“When I was in high school, I felt like I was in a vacuum, biding time. I was curious, but bored. It was not an atmosphere conducive to learning. Once I had the means to effect change in this arena, it became my passion to do so.” – George Lucas
I am just going to come out and say it. Most high schools and colleges are ridiculously bad.
Before you get in a huff thinking about all the good teachers you know, notice I said our schools are ridiculously bad, not that our teachers are ridiculously bad. We can talk about bad teachers another day.
Or you may be thinking that I need to take a historical view. If you look back in history our schools are pretty amazing. Everybody can go to school up through high school for free. That is actually quite remarkable. However, just because our current schools are better than not going to school does not make them good.
I started with the quote from George Lucas above because that is exactly how I felt in school most of the time – bored. The whole point of school should be to learn things that are useful, or to make you a better person. Learning should not be boring. Learning should be challenging, exhausting, difficult, and stressful at times, but not boring.
School Ruins History
Take history class for example. Real history is amazing. There are amazing stories and mind boggling connections between events that can be debated for eternity. Instead of focusing on these aspects, we treat history as a list of facts to be memorized.
“In 1492, Columbus sailed the ocean blue”
For example: What is more interesting, that WWI started on July 28th, 1914 or that the trench warfare battlefields turned into horrific moonscapes that inspired Mordor from the Lord of the Rings (See picture above)?
If you understand a little bit about how horrific the battlefields of WWI were, it makes it a lot easier to understand why the allied powers appeased Hitler for so long to avoid the Second World War. As young men, the leaders making the decisions to appease the Nazis listened to the screams of their friends as they slowly bled to death in no man’s land, or slowly drowned in mud. I might be a little hesitant to send my kids to war if I had experienced that.

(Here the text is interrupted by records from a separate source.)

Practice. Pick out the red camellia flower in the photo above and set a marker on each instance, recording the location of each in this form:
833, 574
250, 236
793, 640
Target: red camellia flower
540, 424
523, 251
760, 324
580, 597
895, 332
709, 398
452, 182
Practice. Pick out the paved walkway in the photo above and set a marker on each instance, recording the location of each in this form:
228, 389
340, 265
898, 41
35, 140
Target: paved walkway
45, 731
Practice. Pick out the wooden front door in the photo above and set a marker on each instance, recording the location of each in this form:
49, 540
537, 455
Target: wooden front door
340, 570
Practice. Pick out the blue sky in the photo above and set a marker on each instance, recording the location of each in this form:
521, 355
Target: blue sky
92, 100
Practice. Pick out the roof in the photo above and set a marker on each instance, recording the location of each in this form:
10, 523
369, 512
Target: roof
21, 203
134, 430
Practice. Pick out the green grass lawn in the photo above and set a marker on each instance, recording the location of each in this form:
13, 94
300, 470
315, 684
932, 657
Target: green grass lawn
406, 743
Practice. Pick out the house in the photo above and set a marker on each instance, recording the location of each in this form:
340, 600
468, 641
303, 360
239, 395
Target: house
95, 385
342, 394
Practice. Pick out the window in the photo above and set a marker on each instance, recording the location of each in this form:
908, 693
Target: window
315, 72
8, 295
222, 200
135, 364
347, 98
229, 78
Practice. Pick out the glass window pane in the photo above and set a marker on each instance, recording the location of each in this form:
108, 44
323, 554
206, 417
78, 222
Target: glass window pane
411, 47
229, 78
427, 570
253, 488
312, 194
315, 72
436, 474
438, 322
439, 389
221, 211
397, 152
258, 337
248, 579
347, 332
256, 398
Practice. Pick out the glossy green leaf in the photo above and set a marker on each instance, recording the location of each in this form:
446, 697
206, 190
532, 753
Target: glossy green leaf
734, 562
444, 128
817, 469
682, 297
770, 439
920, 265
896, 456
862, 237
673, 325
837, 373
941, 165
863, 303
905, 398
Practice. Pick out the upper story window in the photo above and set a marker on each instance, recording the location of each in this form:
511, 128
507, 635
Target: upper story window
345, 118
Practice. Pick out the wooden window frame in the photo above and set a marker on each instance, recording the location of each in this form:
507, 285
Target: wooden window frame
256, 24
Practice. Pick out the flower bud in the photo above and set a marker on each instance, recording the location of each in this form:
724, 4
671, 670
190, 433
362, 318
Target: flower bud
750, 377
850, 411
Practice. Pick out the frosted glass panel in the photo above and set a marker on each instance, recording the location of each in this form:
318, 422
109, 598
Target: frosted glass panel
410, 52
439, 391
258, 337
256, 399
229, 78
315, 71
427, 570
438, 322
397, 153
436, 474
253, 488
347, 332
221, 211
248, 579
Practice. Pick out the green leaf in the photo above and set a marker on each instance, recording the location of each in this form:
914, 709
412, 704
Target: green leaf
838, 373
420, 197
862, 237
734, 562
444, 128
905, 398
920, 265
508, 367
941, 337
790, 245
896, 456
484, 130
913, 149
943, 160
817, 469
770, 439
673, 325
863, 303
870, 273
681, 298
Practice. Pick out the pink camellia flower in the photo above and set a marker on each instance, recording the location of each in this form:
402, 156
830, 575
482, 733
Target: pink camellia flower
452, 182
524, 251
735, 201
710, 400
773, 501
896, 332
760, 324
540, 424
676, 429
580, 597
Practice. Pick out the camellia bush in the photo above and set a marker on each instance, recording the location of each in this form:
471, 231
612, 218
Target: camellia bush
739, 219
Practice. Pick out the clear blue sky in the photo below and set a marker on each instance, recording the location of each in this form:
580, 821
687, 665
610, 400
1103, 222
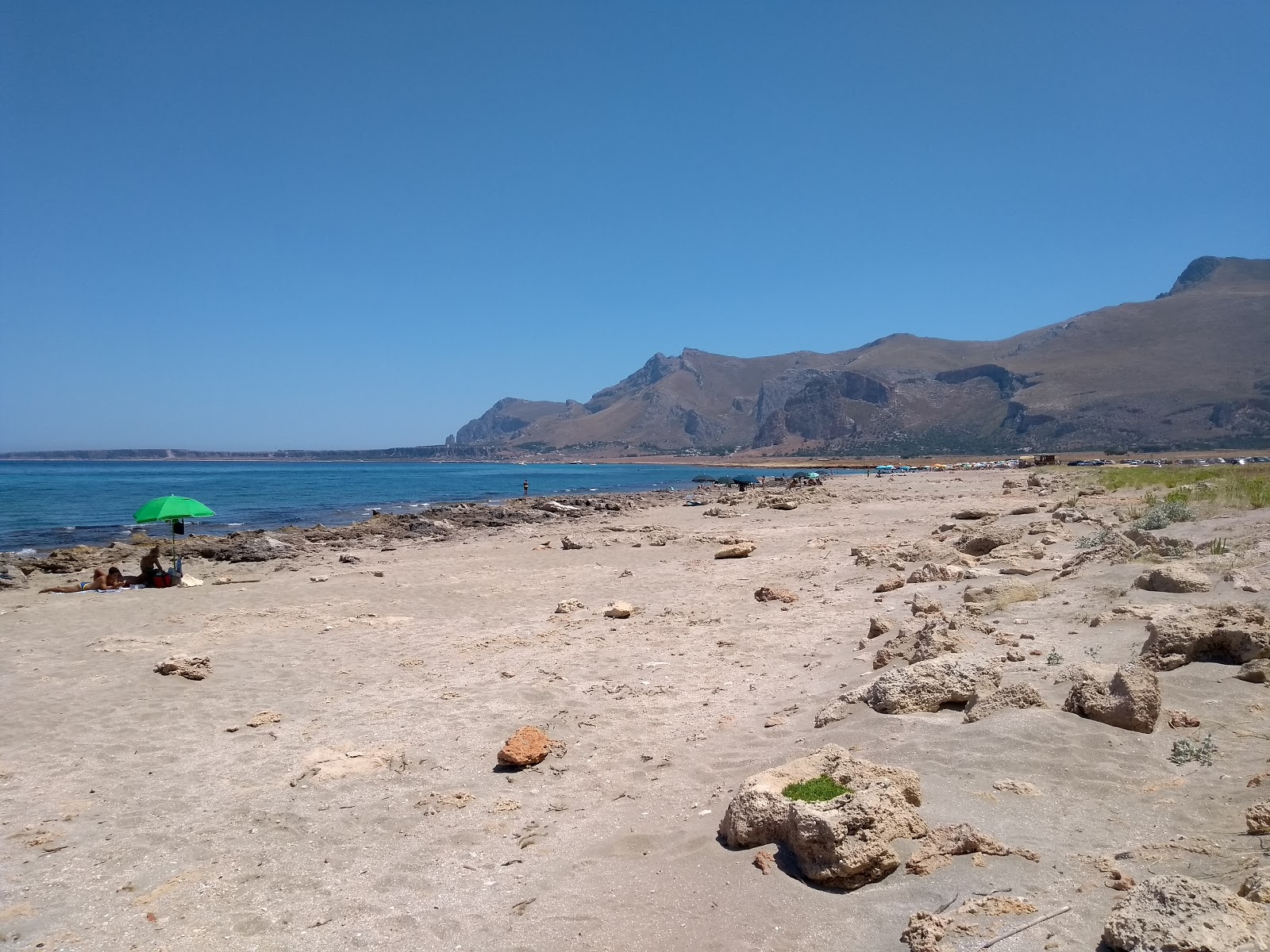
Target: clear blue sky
276, 225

Understanding how horrific war can be can help create more informed voters and army recruits. In contrast, does knowing that WWI started on July 28th, 1914 really help you with any big decisions?
So why do we make history class boring? History class is both less valuable and harder to teach when it is boring. And we all know what happens when students get bored.
History class is just one tiny example of what is wrong with our schools. The obvious problems with how we teach history are nothing compared to the absurdity of how the system is setup.
We should be teaching history better and we could find ways to train better history teachers. But compared to the systematic absurdities baked into our schools fixing those things is like rearranging the deck chairs on the Titanic.
I don’t have the knowledge to design the perfect school system. However, I do hope to convince you that our school system is so radically absurd that it needs to be changed.
Over the next four posts I am going to look at how tunnel vision, infantilizing students, testing, and damaging priorities are doing a lot of harm to our current students. Our current school system is creating of wasteland of under-performing and demoralized students piled up behind the few students who succeed.
My goal for this upcoming series is to convince you that our schools are so terribly bad that making huge improvements is a real possibility.
Do you feel your school experience did a good job of preparing you for life after school? Did the most important lessons you learned in school have anything to do with course material?